Quentin Crisp Scores at Tribeca Film Festival


I have been waiting for this movie for over a year! It’s finally here – and getting good reviews! 

Michael Musto reported at the Village Voice this week, “Quentin Crisp was the frilly British poufter who ceaselessly spouted aphorisms, his wit hiding the fact that he had come of age through oppression and abuse in puritanical England. In the ’70s, he came to New York to do a live show and stayed, showering us with his wisdoms, hats, and weird viewpoints.
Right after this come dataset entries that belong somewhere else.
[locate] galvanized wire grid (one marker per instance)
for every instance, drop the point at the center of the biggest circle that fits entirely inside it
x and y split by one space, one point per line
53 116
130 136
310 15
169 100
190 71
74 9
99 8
And now, he’s come back to rule at the Tribeca Film Festival, where those later years have provided fodder for a fascinating film. I just saw An Englishman in New York, which is about Quentin’s Gotham years, with John Hurt–who already perfected him in the 1975 TV movie Naked Civil Servant)–as the epigram-spewing, gracious, yet sometimes offensive Brit.
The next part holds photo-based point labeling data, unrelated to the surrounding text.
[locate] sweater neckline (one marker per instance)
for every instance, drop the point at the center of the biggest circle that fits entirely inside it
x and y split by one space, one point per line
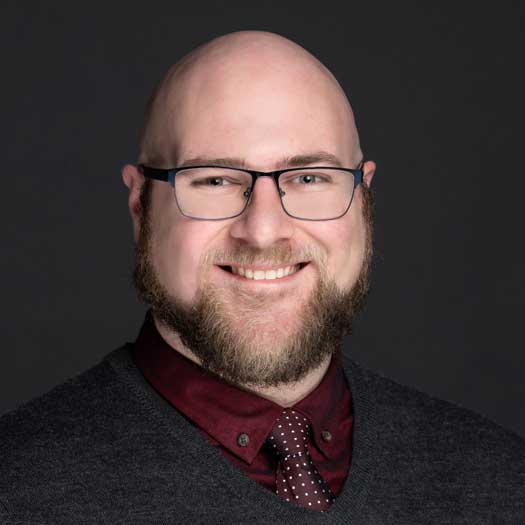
364 443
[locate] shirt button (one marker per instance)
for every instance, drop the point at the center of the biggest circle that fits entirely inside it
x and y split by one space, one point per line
243 440
326 435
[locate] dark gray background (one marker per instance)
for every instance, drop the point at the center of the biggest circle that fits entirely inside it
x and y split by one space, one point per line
438 95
The film accurately shows Crisp’s immersion into the gay New York culture as an observer (and critic for the New York Native), and also documents his tripping up by labeling AIDS “a fad,” adding that homosexuals are always complaining about some ailment or other. Much like that other queen–the one played by Helen Mirren–he then finds hhimself in an ethical quandary as to whether to undo his gesture, apologize for it, explain it, or let it be.


Hurt is absolutely brilliant in the role, as expected, capturing all the grandeur, charm, and defense mechanisms. The only drawbacks are that Crisp’s witty sayings sometimes seem contrivedly woven into conversation (though that’s usually how he DID talk). And that Cynthia Nixon tends to downplay the abrasiveness (and I’m using that word in a good way, sort of) of performance artist Penny Arcade. ( And NICK ADAMS, who we adore!  makes an appearance!! ) Still, I’m very glad this Englishman came back to New York one more time.